Another way forward is to radically recontextualise monuments. We have excellent examples of this with the redevelopment of Meretoto/Ship Cove in 2006 and the more recent renovation of Puhi Kai Iti/Cook Landing National Historic Reserve in Turanganui, projects that have foregrounding iwi narratives and Pacific connections. The addition of Ayesha Green’s proposed artwork Ko te Tuhono to the Octagon will be an important reframing of the heart of our city that offers explicit acknowledgment of mana whenua.

Maori Party co-leader Debbie Ngarewa-Packer has called for an inquiry into statues, monuments and place names. Such an inquiry would help extend critical reassessments of our colonial past and its legacies, but it will need to be mobile, deeply engaging with a range of perspectives in locations across these islands. The voices of mana whenua will need to be prominent in any potential inquiry, but in any case those perspectives should be foundational in our thinking here in Otepoti/Dunedin. It is pleasing to see the Mayor Aaron Hawkins stressing that such reflections in our city should be iwi-led.

But people can take some crucial first steps themselves. A really constructive starting point for Otago people to learn more about the deep history of our region would be to read Atholl Anderson’s Welcome of Strangers or to explore Ka Huru Manu: the Ngai Tahu Atlas (http://www.kahurumanu.co.nz/)

Empire-building and colonialism produce stark inequalities and deeply felt pain. Those are the central facts of New Zealand history and they are deeply troubling. Removing statues to agents of empire will signal an important shift in our values, but we must recognise that we can’t undo the past.

There is no easy way of settling our history or coming to terms with it; each new generation discovers it anew and grapples with its very real consequences, developing new arguments and insights.

And, of course, we must be prepared for those future generations to criticise our initiatives, and even tear down any monuments we might construct in light of their own priorities and aspirations. Our understanding of the past, like that of those who proceeded us, and those who will follow, is itself a product of historical change.

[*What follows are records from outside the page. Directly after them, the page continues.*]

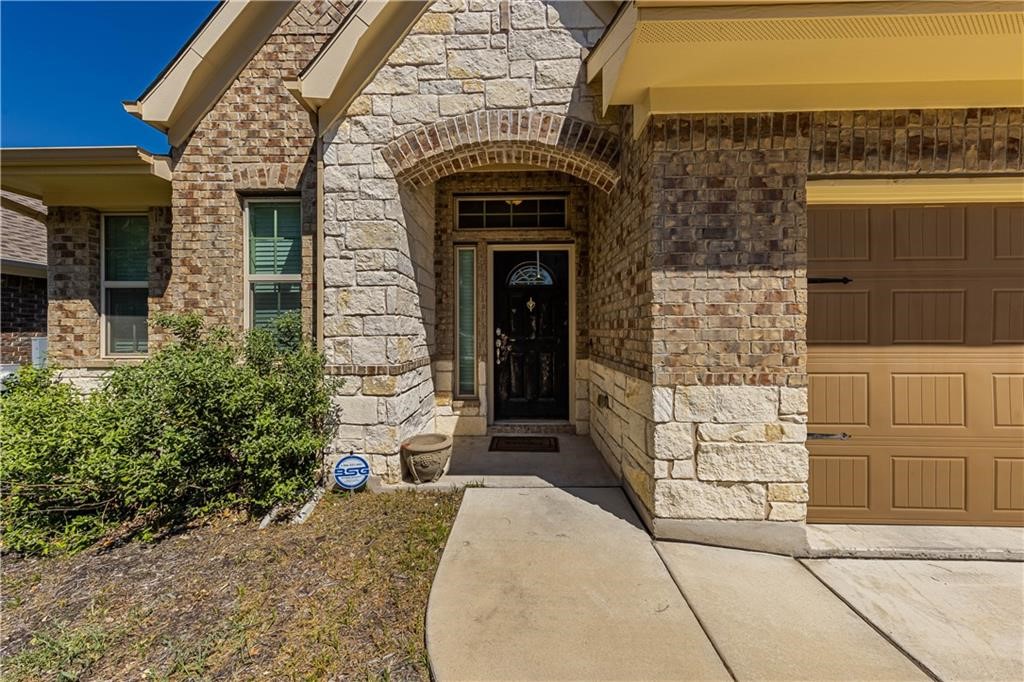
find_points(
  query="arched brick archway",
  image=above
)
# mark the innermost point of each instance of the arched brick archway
(541, 139)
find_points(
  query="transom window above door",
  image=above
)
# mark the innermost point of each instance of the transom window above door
(511, 212)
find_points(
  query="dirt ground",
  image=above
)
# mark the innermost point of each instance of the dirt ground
(342, 596)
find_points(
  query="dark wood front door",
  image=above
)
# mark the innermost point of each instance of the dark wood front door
(531, 334)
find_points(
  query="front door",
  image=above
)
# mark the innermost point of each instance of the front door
(531, 334)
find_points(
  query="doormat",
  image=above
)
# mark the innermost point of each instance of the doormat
(523, 444)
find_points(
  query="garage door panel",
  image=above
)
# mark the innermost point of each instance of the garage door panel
(927, 315)
(934, 398)
(928, 399)
(1008, 315)
(929, 482)
(1008, 398)
(1009, 484)
(1009, 232)
(840, 481)
(839, 316)
(838, 399)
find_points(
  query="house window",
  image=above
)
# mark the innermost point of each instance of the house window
(126, 284)
(273, 276)
(466, 321)
(514, 212)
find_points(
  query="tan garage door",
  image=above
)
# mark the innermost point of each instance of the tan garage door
(921, 359)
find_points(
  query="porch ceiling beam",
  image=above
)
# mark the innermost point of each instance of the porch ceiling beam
(811, 56)
(353, 55)
(915, 190)
(199, 75)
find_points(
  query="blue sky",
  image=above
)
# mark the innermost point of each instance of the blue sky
(66, 67)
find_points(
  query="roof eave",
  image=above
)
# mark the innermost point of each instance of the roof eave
(101, 177)
(205, 68)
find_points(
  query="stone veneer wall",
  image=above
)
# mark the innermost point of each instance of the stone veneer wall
(23, 316)
(467, 60)
(256, 140)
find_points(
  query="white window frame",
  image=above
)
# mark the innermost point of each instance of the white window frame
(104, 352)
(457, 390)
(278, 279)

  - Tony Ballantyne is professor of history, pro-vice-chancellor, humanities and co-director of the Centre for Research on Colonial Culture at the University of Otago. He is completing a book on James Cook in New Zealand history and memory.

Comments

One of the sad things about all this (I can't call it a debate, more a lot of shouting) is the general level of ignorance displayed regarding history. How many societies in the past regarded slavery as normal? Most I suspect. Who rounded up the slaves for the Europeans to ship them to America? Other tribes. How many Europeans were themselves used as slaves, particularly as galley slaves even as late as the early 19th century? Certainly hundreds of thousands, possibly more.This doesn't make it right in our eyes but at least puts it in context.
Given the Pyramids and Colosseum were built using slave labour should they be destroyed?
Destroying statues, enforcing the change of names etc makes the actions of the mob the same as the Taliban. Ignorant and bad.

More of Prof Ballantyne.
He illustrates the vitality of History Today; consequences.

Statues are not History. They are monuments to the so called Victors of Conquest.